Al final de la reunión sobraban los:”Gracias, compañero”, y las palmadas en las espaldas. Carancho cuchicheaba con cada uno. Alguien pidió un hurra y al momento se oyó: < ¡Hurra, hurra, el Carancho nos protege; malo, malo, malo, que el garca tenga cuidado!>
Pocho no entendía nada; si bien, una tarde, los operarios se habían quejado por la cantidad de horas extras que trabajaban durante los sábado y domingos, con la misma paga de las horas semanales, sabían que si reclamaban, corrían el riesgo que se las quitarían y eso no era lo que deseaban.
Vieron a Carancho marchar hacia la escalera que comunicaba el pasillo de la planta principal con la Dirección, golpear la puerta, girar el picaporte y entrar. Pocho no entendía nada y regresó a su máquina.
Antes de la sirena de las cinco de la tarde, el Delgado regresó sonriente, alzó un brazo, llamándolos, y cuando todos los operarios lo rodearon, en un alarde de poder, gritó:
— ¡Lo logramos, compañeros! A partir del próximo fin de semana trabajaran sábado, pero el domingo, no. Se acabaron las extras mal liquidadas- el silencio fue la respuesta – le voy a avisar al garca que están todos de acuerdo- aclaró el sindicalista con el pecho hinchado de gallo ganador.
Vieron a Carancho regresar al camino hacia la Dirección, golpeó con los nudillos y al oír un “Pase”, entró.
— Listo, Jefe.
EL hombre vestido de traje, acomodó un mechón de pelo entrecano que caía sobre la frente, abrió el cajón del escritorio, sacó un fajo de billetes y con gesto de complicidad, agregó:
— Acá tenés, Carancho, lo prometido.
— Gracias, Jefe, cayeron como chorlitos. No iban a entender si les decía que la sobreproducción baja en precio del producto y al no tener muchos clientes, malo, malo. Como dice usted, si los Sindicatos quieren productos baratos, que los fabriquen ellos ¡qué carajo!

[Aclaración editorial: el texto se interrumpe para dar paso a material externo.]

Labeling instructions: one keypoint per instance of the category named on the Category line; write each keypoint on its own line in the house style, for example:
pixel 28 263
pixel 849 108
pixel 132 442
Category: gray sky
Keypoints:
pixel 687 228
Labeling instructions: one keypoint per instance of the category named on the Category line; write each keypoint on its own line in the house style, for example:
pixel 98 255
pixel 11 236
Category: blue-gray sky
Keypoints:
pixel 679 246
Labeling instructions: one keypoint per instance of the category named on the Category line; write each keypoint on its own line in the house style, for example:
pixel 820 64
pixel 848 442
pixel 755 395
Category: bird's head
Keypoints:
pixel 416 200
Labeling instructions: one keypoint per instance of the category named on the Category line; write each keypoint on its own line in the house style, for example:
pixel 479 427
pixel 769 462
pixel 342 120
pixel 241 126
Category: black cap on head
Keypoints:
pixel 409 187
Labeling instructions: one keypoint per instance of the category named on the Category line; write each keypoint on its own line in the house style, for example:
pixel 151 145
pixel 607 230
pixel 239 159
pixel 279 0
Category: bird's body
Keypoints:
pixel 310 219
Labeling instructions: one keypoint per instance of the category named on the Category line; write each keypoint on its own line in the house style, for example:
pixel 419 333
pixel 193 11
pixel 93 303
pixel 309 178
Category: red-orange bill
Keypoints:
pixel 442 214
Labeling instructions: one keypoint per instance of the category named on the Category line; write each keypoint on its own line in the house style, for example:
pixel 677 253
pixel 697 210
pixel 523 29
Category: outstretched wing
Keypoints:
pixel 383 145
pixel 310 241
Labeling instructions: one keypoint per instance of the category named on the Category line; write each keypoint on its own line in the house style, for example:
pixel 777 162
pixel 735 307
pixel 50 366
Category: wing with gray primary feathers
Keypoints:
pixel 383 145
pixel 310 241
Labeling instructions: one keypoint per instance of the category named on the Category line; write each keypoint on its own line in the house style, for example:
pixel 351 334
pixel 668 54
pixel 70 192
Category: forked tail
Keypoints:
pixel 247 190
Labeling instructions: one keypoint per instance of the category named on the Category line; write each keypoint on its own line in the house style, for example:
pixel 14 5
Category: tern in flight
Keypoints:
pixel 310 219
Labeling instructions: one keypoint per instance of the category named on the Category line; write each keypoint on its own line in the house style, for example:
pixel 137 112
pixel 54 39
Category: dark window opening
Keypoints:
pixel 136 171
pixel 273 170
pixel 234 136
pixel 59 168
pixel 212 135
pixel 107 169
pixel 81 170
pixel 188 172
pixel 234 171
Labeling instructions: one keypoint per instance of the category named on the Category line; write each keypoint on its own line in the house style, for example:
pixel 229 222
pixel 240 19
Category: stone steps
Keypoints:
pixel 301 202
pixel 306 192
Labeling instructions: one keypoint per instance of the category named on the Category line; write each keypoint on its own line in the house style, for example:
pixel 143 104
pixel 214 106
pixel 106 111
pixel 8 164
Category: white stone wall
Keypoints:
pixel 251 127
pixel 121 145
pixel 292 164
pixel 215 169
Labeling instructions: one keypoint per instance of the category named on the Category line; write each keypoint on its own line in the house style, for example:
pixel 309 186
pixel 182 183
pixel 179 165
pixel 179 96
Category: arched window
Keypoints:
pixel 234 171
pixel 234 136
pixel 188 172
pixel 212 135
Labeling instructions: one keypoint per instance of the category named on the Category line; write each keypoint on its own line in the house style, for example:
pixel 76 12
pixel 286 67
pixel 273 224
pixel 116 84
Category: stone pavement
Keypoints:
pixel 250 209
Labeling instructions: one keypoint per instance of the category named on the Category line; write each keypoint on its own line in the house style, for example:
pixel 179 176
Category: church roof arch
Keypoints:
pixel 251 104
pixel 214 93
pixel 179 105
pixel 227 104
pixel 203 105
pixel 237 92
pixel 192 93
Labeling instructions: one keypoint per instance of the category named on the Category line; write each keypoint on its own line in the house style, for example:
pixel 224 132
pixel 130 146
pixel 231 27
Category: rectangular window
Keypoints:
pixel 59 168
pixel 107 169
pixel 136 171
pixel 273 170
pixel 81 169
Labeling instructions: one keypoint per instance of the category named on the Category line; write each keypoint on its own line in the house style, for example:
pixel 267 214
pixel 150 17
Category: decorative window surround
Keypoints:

Cuando Pocho dejó atrás el edificio de la fábrica, sintió que, a cada paso que daba, su espalda se vencía. Se daba cuenta de la traición del Delegado, pero nada podía hacer porque la mayoría de los compañeros lo respaldaban, sería inútil decir algo. La calle se perdía en la plaza del pueblo y recordó lo que siempre aconsejaba su madre: “Hijito, tratá de estudiar, leer, estar enterado de todo ¿sabés? Al ignorante lo llevan como en rebaño, mijito.” Por eso su Gorda despertaba al Titi todas las mañanas.
“Y bueno, una de cal y otra de arena. El domingo no va a sonar la sirena de las cinco y disfrutaré la familia.”